Os novos miseráveis

Esperemos que este ano letivo seja o último afetado pela pandemia

Esperemos que o Ano Novo traga boas notícias e não se confirmem as previsões dos especialistas quanto ao número de novos infetados de covid-19. Ou, no caso contrário e mais provável, que ao menos também se confirmem as previsões daqueles que acreditam que esta contaminação generalizada, muitas vezes assintomática ou com sintomas sem a severidade de outras variantes anteriores, antecipe o fim da pandemia com uma imunização mais rápida e natural do que a resultante de um mais lento e dispendioso processo de vacinação.
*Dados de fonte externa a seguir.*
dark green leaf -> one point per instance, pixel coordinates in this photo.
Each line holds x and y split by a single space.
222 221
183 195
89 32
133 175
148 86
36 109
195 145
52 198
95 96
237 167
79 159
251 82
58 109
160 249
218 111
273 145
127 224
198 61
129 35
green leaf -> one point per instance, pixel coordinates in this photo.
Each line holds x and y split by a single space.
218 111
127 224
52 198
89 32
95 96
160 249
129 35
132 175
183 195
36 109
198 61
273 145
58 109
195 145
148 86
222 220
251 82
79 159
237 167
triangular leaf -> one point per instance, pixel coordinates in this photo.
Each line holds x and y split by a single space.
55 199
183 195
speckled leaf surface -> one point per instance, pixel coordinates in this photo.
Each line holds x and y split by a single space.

Num caso como no outro, o mais certo é voltarmos a ter já este mês centenas de milhares de portugueses em isolamento profilático ou preventivo, sendo que boa parte destes serão alunos que continuam à espera de um computador para poderem assistir a aulas online.

Há precisamente um ano, quando as escolas voltaram a fechar, meio mundo caiu em cima do ministro da Educação, Tiago Brandão Rodrigues, por este ter clamorosamente falhado a promessa – correspondente a um compromisso também assumido no Parlamento pelo próprio primeiro-ministro, António Costa – de toda a comunidade escolar (ou melhor, professores e alunos) estar devidamente apetrechada com computadores com acesso à internet a partir do início do ano letivo de 2020.

Mais de 12 meses depois e passado o primeiro período de mais um ano letivo, eis que a promessa continua por cumprir – ainda há centenas de milhares de alunos que continuam à espera do prometido computador – e ninguém parece estar particularmente preocupado com isso.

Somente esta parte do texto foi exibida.